Melanie is a'second-generation' hungry; she craves human flesh but is also capable of thought and emotion, and her very existence may contain the secret to survival.

This gore-fest takes the standard zombie and gives it a Scandinavian twist by including the Draugr, a legendary undead monster from Scandinavian mythology known for its ferocious devotion to protecting its hoard of gold. In Dead Snow, these draugr are really ex-SS troopers who harassed a Norwegian hamlet and stole from its citizens before being killed or driven into the snowy mountains.

Dead Snow is unique. It's humorous, gruesome, and violent, with Evil Dead and "teen sex/slasher" aspects. If you enjoy it, Dead Snow: Red versus Dead has more.

It's possible that the story behind The Dead Next Door is more interesting than the movie itself: Sam Raimi made it possible for his friend J. R. Bookwalter to direct the low-budget zombie epic of his dreams by giving him some of the money he made from Evil Dead II. Raimi is listed as an executive producer under the name "The Master Cylinder," and Evil Dead's Bruce Campbell does double duty—not on screen, but as the voice of not one but two characters, since the whole movie seems to have been re-dubbed in post-production. It's no surprise that this gives The Dead Next Door a dreamy, unreal feel, and that's before we even say that the whole movie was shot on Super 8 instead of 32 mm film.

The Dead Next Door, then, is a genre first: a grainy, low-budget zombie action drama with cringe-inducing amateur acting performances and unexpected touches of polish.

An "elite team" of zombie exterminators stumbles onto a cult committed to the worship of the undead, but you're not there for the story; you're there for the gore. The Dead Next Door sometimes resembles a low-budget attempt to duplicate Peter Jackson's insane bloodletting in Dead Alive, only with gags so blatant that they're frightening. "Who is this Dr. Savini person anyway?" says the narrator. Is it okay if I refer to you as "Officer Raimi"? Carpenter, Commander?

They are all there in a zombie picture that seems like it was never intended for anybody other than the director's family. Nonetheless, there is an unsettling appeal to this degree of poor familiarity.

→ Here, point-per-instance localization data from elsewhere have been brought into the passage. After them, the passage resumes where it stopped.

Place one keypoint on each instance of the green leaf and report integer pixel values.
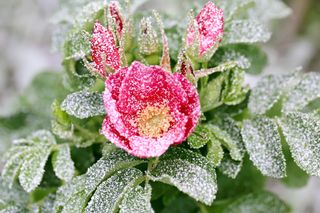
(245, 31)
(199, 138)
(137, 200)
(263, 143)
(109, 193)
(234, 92)
(261, 202)
(33, 168)
(68, 191)
(302, 133)
(234, 145)
(190, 172)
(210, 96)
(230, 167)
(84, 104)
(76, 203)
(106, 166)
(248, 57)
(62, 163)
(215, 151)
(269, 91)
(307, 90)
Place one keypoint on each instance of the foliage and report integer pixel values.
(245, 134)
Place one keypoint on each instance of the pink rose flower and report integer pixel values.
(105, 53)
(149, 109)
(209, 23)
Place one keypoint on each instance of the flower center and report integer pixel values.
(154, 121)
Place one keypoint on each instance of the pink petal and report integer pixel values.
(210, 21)
(105, 54)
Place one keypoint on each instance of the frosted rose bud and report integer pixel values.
(114, 10)
(206, 31)
(105, 54)
(149, 109)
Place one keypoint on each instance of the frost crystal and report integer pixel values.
(302, 132)
(263, 143)
(258, 202)
(109, 194)
(307, 90)
(137, 200)
(63, 165)
(83, 104)
(245, 31)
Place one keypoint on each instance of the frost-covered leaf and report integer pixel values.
(210, 96)
(199, 138)
(84, 104)
(62, 163)
(76, 203)
(245, 31)
(109, 193)
(248, 57)
(260, 202)
(106, 166)
(263, 143)
(307, 90)
(302, 133)
(68, 191)
(215, 151)
(190, 172)
(32, 169)
(232, 7)
(268, 92)
(234, 91)
(267, 10)
(137, 200)
(234, 145)
(229, 167)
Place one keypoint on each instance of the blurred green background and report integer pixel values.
(25, 43)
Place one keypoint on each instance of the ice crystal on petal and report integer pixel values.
(307, 90)
(245, 31)
(83, 104)
(302, 133)
(257, 202)
(109, 194)
(137, 200)
(263, 143)
(105, 54)
(62, 163)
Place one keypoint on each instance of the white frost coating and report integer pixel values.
(229, 167)
(83, 104)
(137, 201)
(69, 190)
(109, 194)
(258, 202)
(268, 91)
(245, 31)
(189, 178)
(302, 132)
(307, 90)
(106, 166)
(231, 7)
(33, 168)
(62, 163)
(263, 143)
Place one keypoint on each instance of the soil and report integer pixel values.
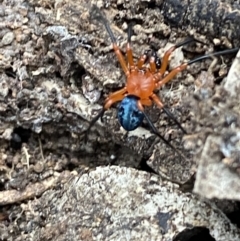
(57, 67)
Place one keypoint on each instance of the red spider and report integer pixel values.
(142, 81)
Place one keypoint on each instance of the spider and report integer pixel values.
(141, 82)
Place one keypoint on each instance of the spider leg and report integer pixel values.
(169, 114)
(97, 14)
(181, 67)
(113, 98)
(152, 64)
(169, 52)
(155, 131)
(129, 49)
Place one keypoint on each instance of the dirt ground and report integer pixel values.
(57, 67)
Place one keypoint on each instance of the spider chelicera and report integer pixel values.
(141, 82)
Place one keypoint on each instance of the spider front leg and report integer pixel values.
(183, 66)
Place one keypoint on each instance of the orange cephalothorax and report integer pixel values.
(141, 82)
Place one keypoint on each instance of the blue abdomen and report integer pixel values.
(129, 116)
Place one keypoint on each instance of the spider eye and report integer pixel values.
(129, 116)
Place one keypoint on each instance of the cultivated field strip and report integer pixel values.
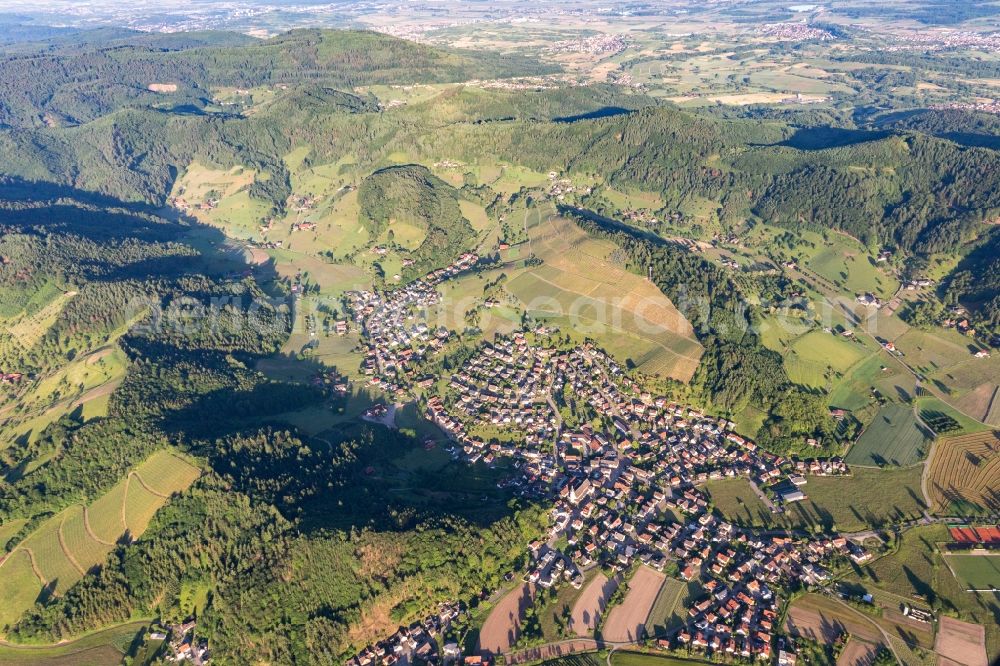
(964, 472)
(65, 547)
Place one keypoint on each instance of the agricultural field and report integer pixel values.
(916, 570)
(895, 438)
(628, 658)
(976, 571)
(879, 372)
(961, 643)
(669, 611)
(817, 359)
(846, 264)
(102, 648)
(19, 586)
(502, 627)
(945, 358)
(557, 616)
(627, 621)
(62, 549)
(591, 603)
(84, 383)
(623, 312)
(823, 619)
(865, 499)
(962, 474)
(945, 420)
(26, 328)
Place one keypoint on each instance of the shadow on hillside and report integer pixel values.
(819, 138)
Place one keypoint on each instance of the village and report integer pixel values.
(622, 468)
(395, 338)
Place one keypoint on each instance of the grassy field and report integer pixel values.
(19, 586)
(895, 438)
(105, 516)
(164, 473)
(579, 288)
(944, 419)
(962, 476)
(847, 264)
(55, 566)
(62, 548)
(620, 658)
(817, 358)
(976, 572)
(868, 498)
(916, 570)
(84, 383)
(878, 372)
(670, 608)
(102, 648)
(86, 550)
(559, 608)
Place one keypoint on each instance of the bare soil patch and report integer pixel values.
(591, 604)
(857, 653)
(961, 642)
(627, 622)
(502, 627)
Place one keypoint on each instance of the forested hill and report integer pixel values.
(81, 81)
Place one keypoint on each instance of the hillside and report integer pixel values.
(305, 337)
(405, 200)
(84, 80)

The meteoric surge in popularity of zombie movies has been fascinating to see. Voodoo myth, radioactive humans, and the classic monster imagery of E.C. comics were the primary ways in which the public learned about the creatures for a long time. They were either underrepresented or underdescribed in other sources. Rare sightings of zombies seldom resembled the modern stereotype of the brain-eating, flesh-craving zombie.

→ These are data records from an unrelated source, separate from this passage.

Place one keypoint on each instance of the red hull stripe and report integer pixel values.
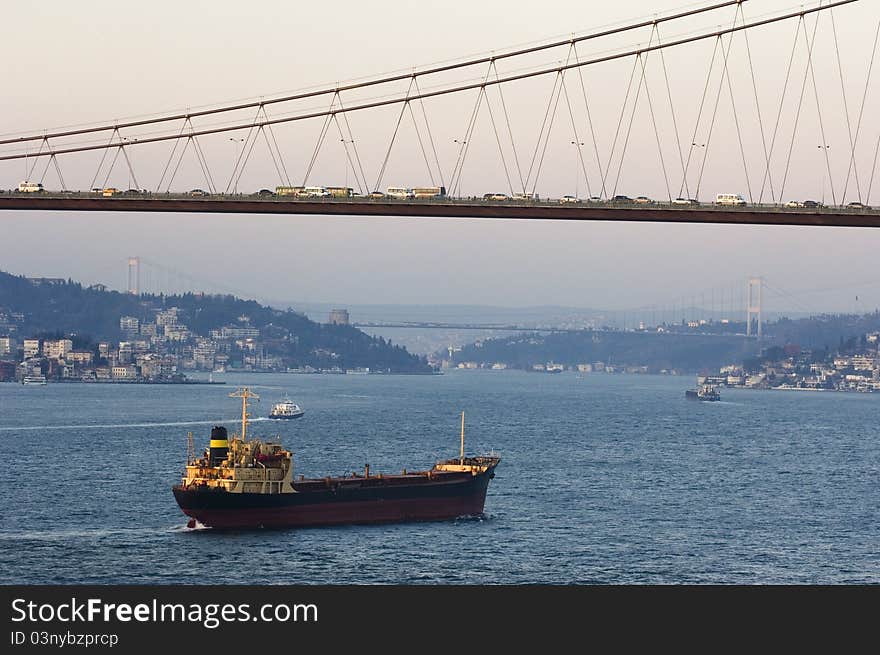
(411, 509)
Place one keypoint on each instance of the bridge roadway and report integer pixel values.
(526, 329)
(450, 208)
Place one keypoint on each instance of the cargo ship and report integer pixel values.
(704, 392)
(242, 483)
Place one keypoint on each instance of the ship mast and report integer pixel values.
(461, 454)
(244, 393)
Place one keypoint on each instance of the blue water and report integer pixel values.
(603, 479)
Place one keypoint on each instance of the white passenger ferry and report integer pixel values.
(286, 409)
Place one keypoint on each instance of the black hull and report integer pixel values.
(336, 501)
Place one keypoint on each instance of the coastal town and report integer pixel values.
(159, 350)
(854, 367)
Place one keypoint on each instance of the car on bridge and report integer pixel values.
(30, 187)
(729, 199)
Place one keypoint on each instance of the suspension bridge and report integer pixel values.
(693, 103)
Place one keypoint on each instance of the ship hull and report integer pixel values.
(338, 501)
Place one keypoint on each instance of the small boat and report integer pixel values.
(286, 409)
(703, 392)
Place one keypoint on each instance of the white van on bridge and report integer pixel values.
(729, 199)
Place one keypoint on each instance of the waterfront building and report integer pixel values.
(338, 317)
(129, 326)
(123, 372)
(167, 317)
(57, 348)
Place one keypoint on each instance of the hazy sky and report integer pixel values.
(93, 61)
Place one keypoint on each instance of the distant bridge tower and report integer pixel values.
(753, 304)
(134, 276)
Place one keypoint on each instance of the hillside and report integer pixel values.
(695, 350)
(52, 307)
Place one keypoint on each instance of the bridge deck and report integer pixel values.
(661, 213)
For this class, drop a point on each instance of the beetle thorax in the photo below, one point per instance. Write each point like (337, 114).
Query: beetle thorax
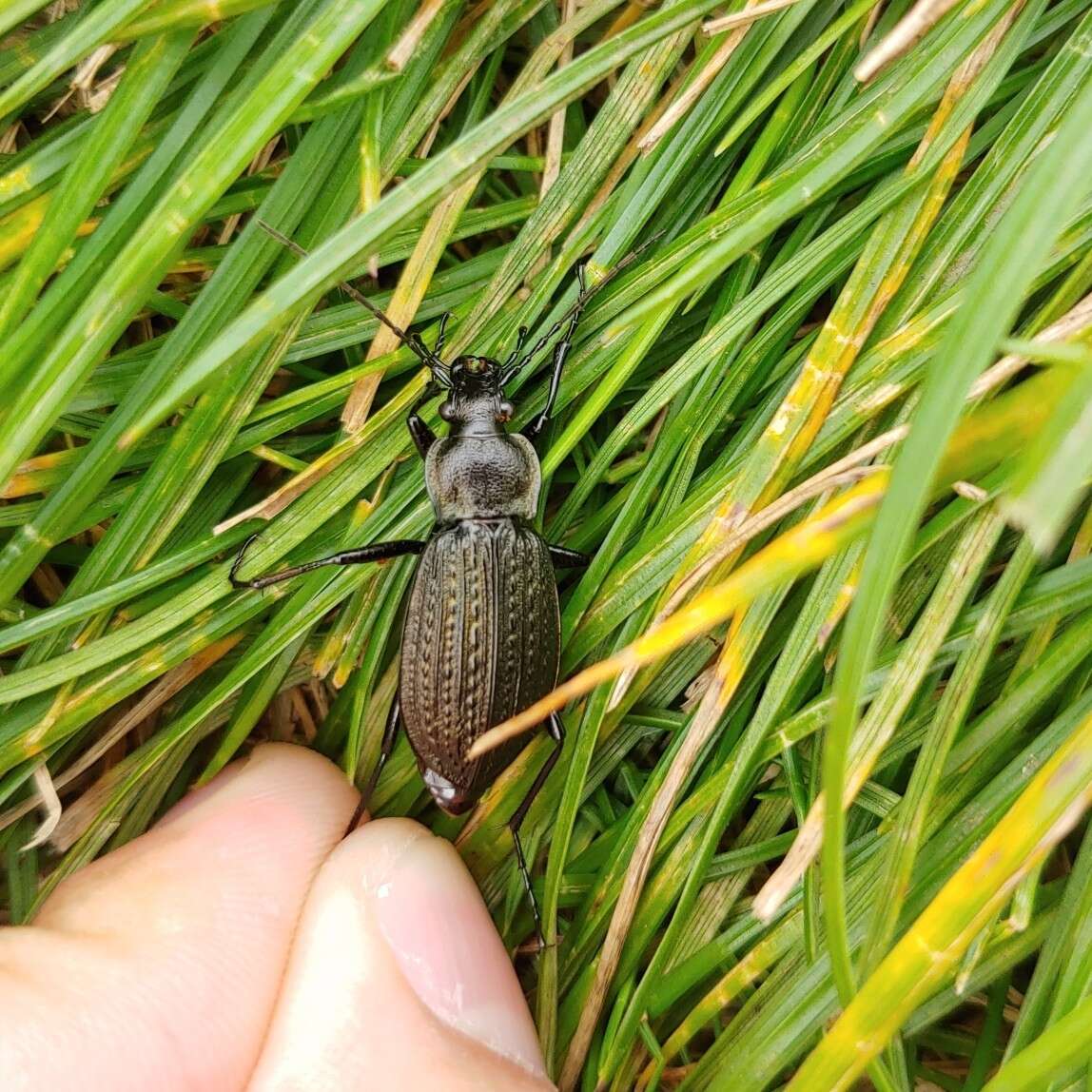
(482, 477)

Cemetery Man (also known as Dellamorte Dellamore), directed by Dario Argento apprentice Michele Soavi, is a strange, psychedelic head trip that portrays the undead as more of an annoyance than a lethal menace. Everett plays as Francesco Dellamorte, a misanthropic gravedigger who would rather be among the dead than with live people, in Cemetery Man, a film adaptation of the comic book series Dylan Dog. The question is, why wouldn't he? The living are jerks for spreading the false notion that he is sterile.

The dead will not stay buried in his cemetery, though. Dellamorte falls in love with Falchi, a beautiful widow he meets at the burial of her husband. After wooing her in the lonely corridors of his ossuary, they climax on her husband's tomb. Strangeness increases from here on out.